Finally, you should also agree on a rough timeline. A usual project can look like:
Phase | Approximate Duration |
---|---|
Send out call for applications | |
Collecting applications | 1.5-2 weeks |
Team selection | 1 week |
Onboarding + coordination of kickoff | 1-5 weeks |
Kickoff workshop | either online (1-3 hours or projectcycle kickoff) or a in-person weekend |
Project work | 1-6 months |
Handover workshop | either online (1-3 hours) or a in-person meeting (1-3 hours) |
Follow-up | immediately after handover workshop and after several months |
Please always add in a bit of buffer. Holidays etc. are a thing, so you shouldn't plan with all volunteers working 3-5 hours on the project all weeks.
Deadlines can be helpful!
If the organization has a certain deadline (e.g. the launch of a new website, their annual members meeting), use it to mark the end of the project. This way, the project team has a clear goal to work towards!
A project needs a team.
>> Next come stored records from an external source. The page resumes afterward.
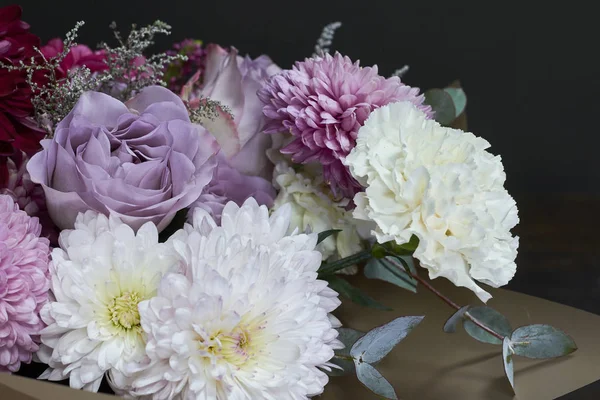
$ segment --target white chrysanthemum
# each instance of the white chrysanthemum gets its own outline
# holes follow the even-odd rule
[[[323,391],[340,301],[317,280],[316,234],[286,236],[290,208],[270,218],[248,199],[221,226],[198,208],[168,241],[188,271],[140,303],[148,360],[128,395],[152,399],[306,399]],[[137,371],[136,371],[137,370]]]
[[[346,159],[366,187],[354,198],[356,218],[377,224],[379,243],[406,243],[416,235],[415,257],[431,278],[443,276],[491,296],[474,280],[498,287],[516,271],[515,201],[489,143],[440,126],[410,102],[373,111]]]
[[[322,174],[315,174],[315,178],[311,179],[308,175],[294,171],[286,162],[280,162],[273,172],[273,184],[279,191],[273,202],[273,210],[285,204],[291,206],[289,233],[295,229],[315,233],[341,230],[317,246],[317,250],[323,254],[323,260],[348,257],[362,250],[356,228],[356,223],[362,221],[355,220],[352,212],[346,210],[347,199],[338,201],[333,198]],[[342,271],[356,273],[356,266]]]
[[[177,267],[171,247],[158,243],[149,222],[137,232],[118,218],[88,211],[52,251],[51,301],[41,311],[40,378],[69,378],[97,391],[104,374],[120,379],[123,365],[144,357],[138,304],[156,294],[162,275]]]

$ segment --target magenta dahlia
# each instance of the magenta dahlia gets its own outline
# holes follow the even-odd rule
[[[40,39],[29,32],[29,25],[21,20],[21,7],[12,5],[0,8],[0,61],[17,65],[34,56],[34,46]],[[40,148],[44,131],[32,121],[32,91],[26,73],[9,71],[0,67],[0,155],[10,155],[15,150],[28,154]]]
[[[319,162],[333,192],[353,197],[362,190],[343,165],[356,144],[358,129],[371,111],[410,101],[432,116],[418,88],[384,78],[377,66],[360,67],[339,53],[297,62],[272,77],[258,92],[265,104],[265,133],[290,132],[295,139],[281,149],[292,161]]]
[[[38,350],[48,301],[48,239],[37,218],[0,195],[0,372],[16,372]]]
[[[44,57],[53,58],[61,54],[65,49],[62,39],[51,39],[40,50]],[[68,76],[68,72],[78,68],[87,67],[91,72],[101,72],[108,69],[106,63],[106,51],[92,50],[84,44],[78,44],[69,49],[69,53],[62,60],[58,68],[54,71],[57,79],[63,79]]]

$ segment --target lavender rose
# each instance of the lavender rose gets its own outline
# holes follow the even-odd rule
[[[190,122],[182,100],[160,86],[125,104],[84,93],[42,147],[27,170],[61,229],[95,210],[133,229],[152,221],[161,231],[211,181],[219,151],[212,135]]]
[[[205,69],[199,71],[204,75],[197,73],[188,81],[182,98],[192,108],[210,98],[231,114],[201,121],[216,137],[221,152],[213,180],[190,208],[189,217],[195,207],[202,207],[219,221],[228,201],[241,206],[254,197],[258,204],[273,205],[277,193],[271,183],[273,164],[266,154],[272,143],[269,135],[262,134],[266,119],[256,93],[281,68],[267,56],[241,57],[235,48],[226,50],[216,44],[207,46],[205,63]]]

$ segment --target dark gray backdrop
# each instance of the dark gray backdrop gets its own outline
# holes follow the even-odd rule
[[[9,2],[0,0],[0,3]],[[460,79],[470,129],[505,160],[513,192],[600,193],[600,144],[593,123],[595,68],[583,61],[595,33],[593,13],[577,20],[566,10],[507,2],[338,0],[21,0],[24,18],[43,40],[86,21],[81,42],[109,38],[115,20],[160,18],[173,34],[157,48],[186,37],[270,55],[280,66],[312,53],[321,27],[340,20],[334,48],[378,64],[384,75],[409,64],[405,82],[423,89]],[[588,17],[589,15],[589,17]],[[521,22],[519,29],[517,23]],[[592,21],[590,21],[592,22]],[[518,33],[517,33],[518,31]]]

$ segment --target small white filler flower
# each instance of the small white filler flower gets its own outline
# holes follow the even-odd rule
[[[377,224],[379,243],[419,238],[414,256],[429,270],[482,301],[491,296],[475,280],[505,285],[516,271],[519,221],[499,156],[472,133],[446,128],[410,102],[373,111],[346,158],[366,187],[354,202],[356,218]]]
[[[315,233],[340,230],[317,246],[317,250],[323,254],[323,260],[348,257],[363,249],[356,226],[363,221],[354,219],[352,212],[346,210],[348,199],[334,199],[331,189],[323,180],[322,171],[311,176],[306,172],[296,172],[285,161],[281,161],[275,165],[273,184],[279,193],[272,209],[277,210],[285,204],[291,207],[288,232],[295,229],[302,232],[310,229]],[[356,271],[357,267],[351,266],[341,272],[354,274]]]
[[[317,234],[287,236],[289,206],[269,217],[248,199],[221,226],[194,213],[168,243],[188,270],[167,274],[140,304],[148,360],[132,365],[131,396],[286,400],[323,391],[340,301],[317,280]]]
[[[52,251],[51,300],[41,311],[48,326],[38,352],[49,368],[40,378],[97,391],[105,373],[111,383],[126,363],[143,359],[138,304],[156,294],[178,257],[158,243],[151,222],[135,234],[118,218],[88,211],[74,228],[61,232],[61,248]]]

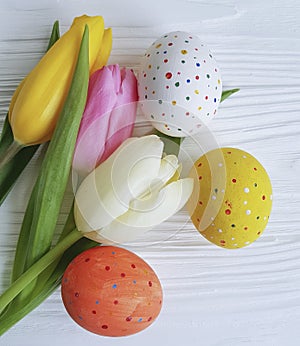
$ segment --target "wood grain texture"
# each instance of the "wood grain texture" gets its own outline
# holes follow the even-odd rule
[[[300,323],[300,3],[237,1],[1,1],[1,124],[13,90],[42,55],[55,19],[99,13],[113,27],[111,63],[138,69],[145,49],[177,29],[198,34],[214,52],[225,88],[210,129],[220,146],[249,151],[274,189],[270,222],[248,248],[226,251],[202,238],[185,210],[127,246],[157,271],[164,288],[159,319],[126,339],[85,332],[67,316],[59,291],[5,334],[3,346],[213,345],[296,346]],[[149,128],[139,122],[136,133]],[[209,147],[210,143],[203,143]],[[183,147],[201,154],[191,140]],[[14,248],[41,157],[36,156],[0,208],[0,290],[9,283]],[[186,162],[185,170],[189,163]],[[63,211],[72,199],[69,189]],[[64,215],[59,220],[62,225]]]

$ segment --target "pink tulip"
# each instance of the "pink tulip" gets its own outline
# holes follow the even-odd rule
[[[132,70],[110,65],[92,74],[73,159],[73,169],[81,177],[132,135],[137,100]]]

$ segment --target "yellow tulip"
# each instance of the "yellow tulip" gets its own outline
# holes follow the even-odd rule
[[[40,144],[51,139],[72,81],[86,24],[89,27],[90,73],[106,64],[112,35],[111,30],[104,30],[103,18],[86,15],[75,18],[71,28],[44,55],[13,95],[9,121],[19,145]]]

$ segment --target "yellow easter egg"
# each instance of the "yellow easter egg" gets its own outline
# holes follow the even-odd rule
[[[255,157],[240,149],[215,149],[194,163],[190,176],[195,188],[189,213],[207,240],[237,249],[263,233],[272,207],[272,186]]]

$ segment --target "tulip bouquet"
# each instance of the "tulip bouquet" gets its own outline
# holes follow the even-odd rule
[[[57,288],[83,250],[136,239],[192,193],[193,179],[180,179],[177,156],[164,154],[166,136],[131,138],[137,81],[132,70],[105,66],[111,46],[102,17],[75,18],[62,37],[56,22],[46,54],[12,97],[0,140],[0,203],[39,145],[50,144],[24,215],[11,285],[0,296],[0,334]],[[71,169],[74,205],[52,246]]]

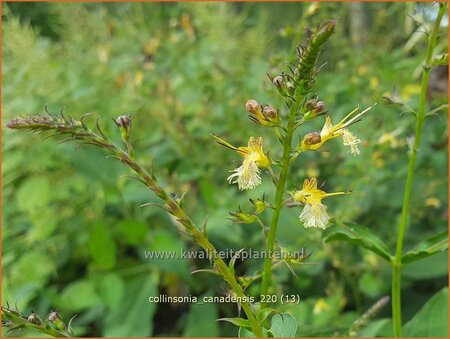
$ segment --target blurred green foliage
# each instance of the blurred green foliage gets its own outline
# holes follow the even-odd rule
[[[278,155],[276,137],[248,121],[245,101],[281,108],[265,74],[286,67],[293,41],[305,38],[304,26],[336,18],[316,89],[333,121],[357,105],[378,105],[353,129],[363,139],[361,156],[330,143],[330,152],[294,163],[288,187],[317,176],[330,191],[353,190],[330,200],[333,216],[370,228],[392,252],[414,118],[385,105],[382,96],[396,89],[417,105],[425,43],[408,15],[432,16],[433,7],[370,3],[363,10],[363,30],[355,32],[355,9],[346,3],[3,4],[2,121],[45,105],[75,118],[89,112],[119,141],[111,117],[132,113],[138,157],[150,165],[154,156],[164,185],[187,192],[196,222],[209,215],[210,240],[219,249],[261,249],[258,227],[229,225],[225,218],[263,192],[273,199],[273,188],[269,180],[248,193],[229,186],[227,171],[237,157],[209,135],[236,145],[263,135],[265,149]],[[438,107],[446,93],[430,92],[430,99],[429,108]],[[446,120],[439,112],[426,121],[405,250],[446,230]],[[214,321],[235,316],[235,305],[148,303],[159,294],[218,295],[225,286],[206,273],[190,275],[208,268],[206,260],[145,260],[144,251],[196,247],[162,211],[139,207],[156,199],[138,182],[118,179],[128,174],[124,167],[89,146],[55,146],[9,130],[3,130],[2,150],[2,303],[17,301],[42,315],[54,308],[64,320],[78,314],[78,336],[236,336],[232,325]],[[346,336],[353,321],[389,294],[389,266],[353,245],[323,244],[321,231],[301,227],[298,214],[283,211],[278,241],[313,255],[311,264],[296,268],[298,277],[287,268],[274,272],[273,292],[302,297],[298,306],[277,309],[297,319],[299,336]],[[444,252],[405,270],[405,321],[447,286],[447,258]],[[236,270],[252,274],[261,264],[247,260]],[[258,290],[252,285],[248,293]],[[392,335],[389,307],[377,317],[368,335]],[[33,335],[12,333],[18,334]]]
Before you send out the call for applications, you should define roughly how you would like the team to look like.
Usually, CorrelAid teams consist of 4-6 people, but there can also be smaller teams (e.g. a two-person team) or larger teams if the project is very comprehensive and there are several sub-projects that can be worked on simultaneously.
Team size - always overstaff!
Previous experience has shown that there is usually a "loss" of 1-2 people over the course of a project. Hence, if in doubt whether you want
x
or x+1
people on the team, rather go with x+1
. Rather overstaff than understaff!With regards to skills, it can be useful to think of different "roles" that you want to fill. In a typical CorrelAid project, there are three types of team roles:
- project lead / team lead: The project lead is a team member that has some additional responsibilities such as coordination of the team, being the primary contact person of the organization, and reporting back to the project coordinator (aka you). Usually, the project lead is also a more experienced data scientist who can help others with technical problems but this doesn't have to be the case. The project lead can also be someone who is very knowledgable and has high domain expertise.
- team member: "regular" team member: upper beginner level, mid-level and experienced data scientists / data analysts.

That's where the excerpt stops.